I, too, struggle with this question. I have two different solutions, used in two different classes:
1. In two of my classes, I used online homework; one was WebAssign, provided by the publisher, and one was LON-CAPA with problems I programmed. In both classes, students had several attempts at each problem, and the best attempt was scored. Computer graded, out of 10 (per week). Practice worked well; kids worked (or collaborated--randomized problems reduced cheating) until they got the problems right. If a student had averages above certain cutoffs, the SBG algorithm used to compute letter grades (required by my school) was slightly more generous.
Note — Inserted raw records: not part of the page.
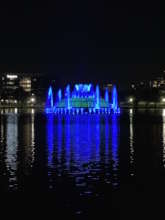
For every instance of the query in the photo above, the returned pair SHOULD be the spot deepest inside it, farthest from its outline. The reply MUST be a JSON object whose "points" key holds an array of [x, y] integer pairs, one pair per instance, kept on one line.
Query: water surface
{"points": [[82, 159]]}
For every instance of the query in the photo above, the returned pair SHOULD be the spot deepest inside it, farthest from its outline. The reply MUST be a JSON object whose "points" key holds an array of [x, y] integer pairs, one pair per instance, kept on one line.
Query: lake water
{"points": [[83, 160]]}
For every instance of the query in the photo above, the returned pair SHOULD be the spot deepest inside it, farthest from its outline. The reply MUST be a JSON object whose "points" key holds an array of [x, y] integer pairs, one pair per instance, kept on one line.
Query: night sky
{"points": [[82, 41]]}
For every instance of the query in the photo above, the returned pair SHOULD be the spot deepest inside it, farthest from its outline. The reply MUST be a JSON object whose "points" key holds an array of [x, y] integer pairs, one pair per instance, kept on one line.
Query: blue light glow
{"points": [[84, 99]]}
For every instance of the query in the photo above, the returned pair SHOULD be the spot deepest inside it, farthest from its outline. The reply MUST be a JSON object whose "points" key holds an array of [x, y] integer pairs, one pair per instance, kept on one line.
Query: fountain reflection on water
{"points": [[79, 149]]}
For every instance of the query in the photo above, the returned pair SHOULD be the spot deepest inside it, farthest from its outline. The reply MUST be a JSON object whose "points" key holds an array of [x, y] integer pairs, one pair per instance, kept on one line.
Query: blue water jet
{"points": [[59, 95], [97, 96], [106, 95], [114, 100], [49, 101]]}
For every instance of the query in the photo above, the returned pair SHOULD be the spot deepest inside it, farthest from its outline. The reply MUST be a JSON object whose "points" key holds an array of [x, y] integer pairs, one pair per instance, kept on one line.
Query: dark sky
{"points": [[79, 40]]}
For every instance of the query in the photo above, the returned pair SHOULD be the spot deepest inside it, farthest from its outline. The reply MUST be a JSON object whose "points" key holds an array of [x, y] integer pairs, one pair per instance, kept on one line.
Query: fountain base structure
{"points": [[84, 99]]}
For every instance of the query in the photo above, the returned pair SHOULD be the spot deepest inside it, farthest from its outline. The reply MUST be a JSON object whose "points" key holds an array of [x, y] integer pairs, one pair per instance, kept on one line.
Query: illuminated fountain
{"points": [[49, 102], [84, 99]]}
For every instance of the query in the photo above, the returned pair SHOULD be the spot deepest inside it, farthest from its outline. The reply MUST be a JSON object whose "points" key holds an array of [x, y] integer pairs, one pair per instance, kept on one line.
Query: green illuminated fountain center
{"points": [[82, 103]]}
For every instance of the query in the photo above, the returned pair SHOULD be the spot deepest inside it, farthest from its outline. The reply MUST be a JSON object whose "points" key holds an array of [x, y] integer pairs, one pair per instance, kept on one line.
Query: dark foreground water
{"points": [[88, 162]]}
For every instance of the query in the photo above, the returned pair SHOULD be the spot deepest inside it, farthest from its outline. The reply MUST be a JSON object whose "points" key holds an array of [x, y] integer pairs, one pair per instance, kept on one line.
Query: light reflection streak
{"points": [[131, 137], [115, 149], [50, 139], [163, 135], [11, 148]]}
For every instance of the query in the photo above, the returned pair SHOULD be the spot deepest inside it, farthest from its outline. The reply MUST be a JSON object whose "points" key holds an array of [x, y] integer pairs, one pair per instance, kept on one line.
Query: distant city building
{"points": [[157, 83], [21, 87]]}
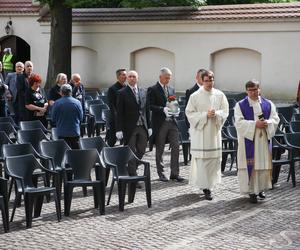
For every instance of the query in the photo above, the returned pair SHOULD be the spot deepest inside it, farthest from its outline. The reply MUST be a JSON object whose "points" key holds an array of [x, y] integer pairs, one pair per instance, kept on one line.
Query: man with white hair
{"points": [[164, 125]]}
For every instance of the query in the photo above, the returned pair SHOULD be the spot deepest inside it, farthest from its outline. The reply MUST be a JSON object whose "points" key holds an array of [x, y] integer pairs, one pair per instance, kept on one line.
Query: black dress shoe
{"points": [[253, 198], [177, 178], [262, 195], [207, 194], [163, 178]]}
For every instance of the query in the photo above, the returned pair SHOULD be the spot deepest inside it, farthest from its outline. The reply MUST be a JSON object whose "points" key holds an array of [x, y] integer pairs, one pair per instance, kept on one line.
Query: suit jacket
{"points": [[188, 93], [128, 111], [157, 101], [112, 94]]}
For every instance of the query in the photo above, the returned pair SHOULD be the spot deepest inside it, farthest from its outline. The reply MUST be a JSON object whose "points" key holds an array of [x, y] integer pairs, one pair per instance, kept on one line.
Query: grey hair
{"points": [[165, 71]]}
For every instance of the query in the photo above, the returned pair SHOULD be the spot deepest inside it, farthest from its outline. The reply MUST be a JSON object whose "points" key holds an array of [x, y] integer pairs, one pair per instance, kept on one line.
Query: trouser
{"points": [[137, 143], [168, 131], [71, 141]]}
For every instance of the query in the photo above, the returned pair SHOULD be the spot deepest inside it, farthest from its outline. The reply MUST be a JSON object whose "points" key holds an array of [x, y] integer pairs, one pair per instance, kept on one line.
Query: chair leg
{"points": [[185, 150], [16, 202], [121, 192], [28, 209], [4, 215], [68, 199], [101, 198], [131, 191], [110, 191], [148, 192], [57, 206], [38, 205]]}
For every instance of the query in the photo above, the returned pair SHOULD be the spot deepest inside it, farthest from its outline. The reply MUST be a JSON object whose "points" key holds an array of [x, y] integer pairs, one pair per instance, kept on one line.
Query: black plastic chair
{"points": [[9, 130], [21, 168], [278, 148], [4, 204], [184, 139], [117, 159], [3, 140], [32, 136], [293, 142], [97, 112], [28, 125], [81, 163], [11, 150], [55, 152]]}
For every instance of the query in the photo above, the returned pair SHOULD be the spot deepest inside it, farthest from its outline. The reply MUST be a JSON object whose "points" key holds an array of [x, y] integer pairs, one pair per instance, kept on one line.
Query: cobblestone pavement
{"points": [[180, 218]]}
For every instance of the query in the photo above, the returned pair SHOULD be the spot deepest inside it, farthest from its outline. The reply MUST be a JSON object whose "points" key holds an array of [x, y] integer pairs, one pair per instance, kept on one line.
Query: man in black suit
{"points": [[133, 118], [112, 103], [164, 125], [193, 89]]}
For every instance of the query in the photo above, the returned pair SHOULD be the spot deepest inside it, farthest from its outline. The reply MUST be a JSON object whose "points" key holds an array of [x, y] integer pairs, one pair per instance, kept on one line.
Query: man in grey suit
{"points": [[133, 118], [11, 82], [164, 125]]}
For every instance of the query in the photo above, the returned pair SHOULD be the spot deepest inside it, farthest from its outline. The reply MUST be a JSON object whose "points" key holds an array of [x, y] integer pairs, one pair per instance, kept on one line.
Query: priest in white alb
{"points": [[206, 111], [256, 122]]}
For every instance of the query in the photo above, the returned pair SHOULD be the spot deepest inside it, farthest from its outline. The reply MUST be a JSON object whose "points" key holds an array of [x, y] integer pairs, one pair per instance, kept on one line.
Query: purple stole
{"points": [[249, 115]]}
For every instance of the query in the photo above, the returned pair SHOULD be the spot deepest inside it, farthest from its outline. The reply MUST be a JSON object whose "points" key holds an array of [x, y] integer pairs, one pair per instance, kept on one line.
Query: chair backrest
{"points": [[231, 132], [295, 126], [33, 136], [82, 161], [292, 139], [286, 111], [183, 130], [22, 166], [10, 150], [54, 135], [92, 142], [56, 150], [119, 157], [26, 125], [8, 128], [88, 103]]}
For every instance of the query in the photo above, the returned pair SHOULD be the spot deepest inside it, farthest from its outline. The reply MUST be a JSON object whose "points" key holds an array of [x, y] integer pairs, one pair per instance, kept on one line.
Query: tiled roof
{"points": [[205, 13], [18, 7]]}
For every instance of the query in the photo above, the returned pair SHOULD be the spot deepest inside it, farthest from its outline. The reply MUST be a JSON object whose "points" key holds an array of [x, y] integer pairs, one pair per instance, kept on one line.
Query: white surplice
{"points": [[206, 139], [262, 171]]}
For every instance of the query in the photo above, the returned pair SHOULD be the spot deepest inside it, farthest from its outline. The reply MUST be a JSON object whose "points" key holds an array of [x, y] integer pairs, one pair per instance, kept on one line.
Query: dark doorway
{"points": [[19, 47]]}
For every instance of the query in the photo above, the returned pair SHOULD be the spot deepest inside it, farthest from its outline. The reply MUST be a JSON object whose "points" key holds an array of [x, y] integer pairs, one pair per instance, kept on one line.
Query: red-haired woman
{"points": [[35, 100]]}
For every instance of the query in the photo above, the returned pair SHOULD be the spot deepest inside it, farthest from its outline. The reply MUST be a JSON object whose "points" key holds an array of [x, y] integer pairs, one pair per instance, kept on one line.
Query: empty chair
{"points": [[292, 141], [117, 159], [4, 204], [32, 136], [27, 125], [81, 163], [294, 126], [184, 139], [55, 152], [88, 103], [21, 169], [9, 130]]}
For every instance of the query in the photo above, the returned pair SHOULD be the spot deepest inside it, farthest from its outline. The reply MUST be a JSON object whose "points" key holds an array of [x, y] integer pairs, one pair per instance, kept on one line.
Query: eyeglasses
{"points": [[252, 90]]}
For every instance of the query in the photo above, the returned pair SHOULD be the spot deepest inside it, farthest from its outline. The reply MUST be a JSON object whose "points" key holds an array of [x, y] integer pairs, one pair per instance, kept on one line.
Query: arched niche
{"points": [[233, 67], [148, 61], [84, 62]]}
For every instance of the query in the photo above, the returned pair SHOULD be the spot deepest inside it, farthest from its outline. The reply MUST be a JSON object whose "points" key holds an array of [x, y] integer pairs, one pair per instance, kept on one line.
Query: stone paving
{"points": [[180, 218]]}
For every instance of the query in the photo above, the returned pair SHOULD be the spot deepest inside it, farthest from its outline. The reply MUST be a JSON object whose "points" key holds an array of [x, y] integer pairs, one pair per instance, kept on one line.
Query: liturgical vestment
{"points": [[254, 149], [206, 139]]}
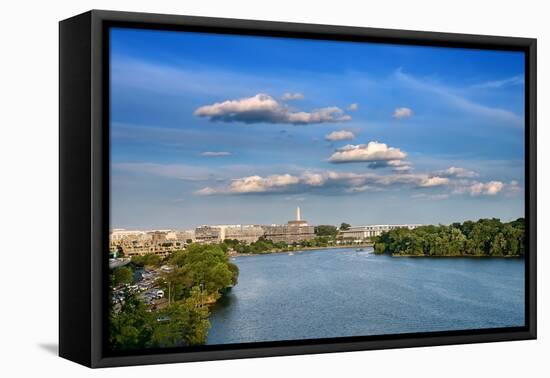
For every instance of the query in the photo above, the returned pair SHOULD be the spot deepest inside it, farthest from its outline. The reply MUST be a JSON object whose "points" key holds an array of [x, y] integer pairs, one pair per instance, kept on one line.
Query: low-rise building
{"points": [[294, 231], [367, 232], [208, 234]]}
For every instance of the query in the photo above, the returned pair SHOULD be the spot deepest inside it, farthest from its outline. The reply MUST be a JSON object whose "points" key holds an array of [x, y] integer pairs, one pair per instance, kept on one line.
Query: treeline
{"points": [[263, 245], [197, 277], [486, 237]]}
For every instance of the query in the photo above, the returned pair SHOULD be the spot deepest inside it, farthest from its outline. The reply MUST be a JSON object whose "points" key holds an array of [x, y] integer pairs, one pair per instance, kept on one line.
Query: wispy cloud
{"points": [[497, 84], [215, 153], [323, 181], [400, 113], [459, 101]]}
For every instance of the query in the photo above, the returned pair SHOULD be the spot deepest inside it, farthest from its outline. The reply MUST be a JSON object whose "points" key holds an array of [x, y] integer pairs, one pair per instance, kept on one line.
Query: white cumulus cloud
{"points": [[490, 188], [432, 181], [292, 96], [339, 135], [457, 172], [264, 108], [371, 152]]}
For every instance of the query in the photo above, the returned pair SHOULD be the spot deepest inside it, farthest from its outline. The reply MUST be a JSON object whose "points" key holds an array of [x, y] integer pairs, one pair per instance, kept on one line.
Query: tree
{"points": [[345, 226], [183, 323], [122, 275], [131, 327], [485, 237]]}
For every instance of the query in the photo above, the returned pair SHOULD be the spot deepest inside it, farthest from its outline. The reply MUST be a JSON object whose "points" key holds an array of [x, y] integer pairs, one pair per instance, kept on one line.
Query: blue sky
{"points": [[217, 129]]}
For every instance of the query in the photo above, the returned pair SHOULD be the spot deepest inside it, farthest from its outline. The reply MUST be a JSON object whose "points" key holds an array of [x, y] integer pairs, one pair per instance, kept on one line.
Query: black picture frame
{"points": [[84, 186]]}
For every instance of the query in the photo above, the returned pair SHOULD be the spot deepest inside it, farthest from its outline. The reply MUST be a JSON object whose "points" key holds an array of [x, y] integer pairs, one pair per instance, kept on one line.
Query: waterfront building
{"points": [[243, 233], [208, 234], [185, 235], [294, 231], [367, 232]]}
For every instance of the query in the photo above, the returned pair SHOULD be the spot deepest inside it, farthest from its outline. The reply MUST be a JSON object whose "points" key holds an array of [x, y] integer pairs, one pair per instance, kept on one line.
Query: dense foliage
{"points": [[122, 275], [263, 245], [195, 278], [486, 237]]}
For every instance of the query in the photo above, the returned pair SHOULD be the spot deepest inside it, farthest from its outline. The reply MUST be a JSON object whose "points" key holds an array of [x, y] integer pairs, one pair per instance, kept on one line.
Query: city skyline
{"points": [[212, 129]]}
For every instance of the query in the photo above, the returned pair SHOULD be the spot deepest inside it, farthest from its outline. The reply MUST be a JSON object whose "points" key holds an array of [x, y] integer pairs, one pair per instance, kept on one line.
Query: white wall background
{"points": [[29, 185]]}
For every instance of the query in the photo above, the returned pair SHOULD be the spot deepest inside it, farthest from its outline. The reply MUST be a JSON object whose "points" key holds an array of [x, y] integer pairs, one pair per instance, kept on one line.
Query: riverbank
{"points": [[458, 256], [304, 249]]}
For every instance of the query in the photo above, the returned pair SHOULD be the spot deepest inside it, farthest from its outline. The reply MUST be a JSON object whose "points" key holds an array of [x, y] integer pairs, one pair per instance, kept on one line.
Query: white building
{"points": [[365, 232]]}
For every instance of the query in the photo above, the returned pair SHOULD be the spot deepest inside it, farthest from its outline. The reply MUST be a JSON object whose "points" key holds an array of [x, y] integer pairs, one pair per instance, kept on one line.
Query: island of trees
{"points": [[486, 237], [196, 278]]}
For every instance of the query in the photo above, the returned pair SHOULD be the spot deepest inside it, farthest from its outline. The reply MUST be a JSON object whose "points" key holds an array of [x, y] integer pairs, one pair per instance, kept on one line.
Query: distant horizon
{"points": [[337, 224], [228, 129]]}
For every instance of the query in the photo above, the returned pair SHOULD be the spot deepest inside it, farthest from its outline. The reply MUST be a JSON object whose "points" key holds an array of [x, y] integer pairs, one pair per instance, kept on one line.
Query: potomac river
{"points": [[344, 292]]}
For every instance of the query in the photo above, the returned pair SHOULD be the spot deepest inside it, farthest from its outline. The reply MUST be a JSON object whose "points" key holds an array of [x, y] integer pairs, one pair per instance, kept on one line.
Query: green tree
{"points": [[131, 326], [122, 275]]}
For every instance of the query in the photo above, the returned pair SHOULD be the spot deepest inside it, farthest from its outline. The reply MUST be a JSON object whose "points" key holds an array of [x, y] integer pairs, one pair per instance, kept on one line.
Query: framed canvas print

Students could still earn top grades without doing the online practice problems.
2. In another class, students had near-daily homework; I gave feedback, and recorded a score of 1 (good-faith submission) or 0 as a way of showing parents what students did; students who needed to revise assessments were required to have done any homework problems over any objectives they wanted to revise.

Anonymous said...

Like James, I also have a standard in my gradebook for homework completion. I check off whether students have done their homework before we go over questions together and at the end of the grading period I figure out their percentages and assign them a score for the standard. I also mark scores in my gradebook for turning in major assignments on time.

stanley said...

This is so cool and insightful! You really had done your homework to come with this! I t has answered most of my questions!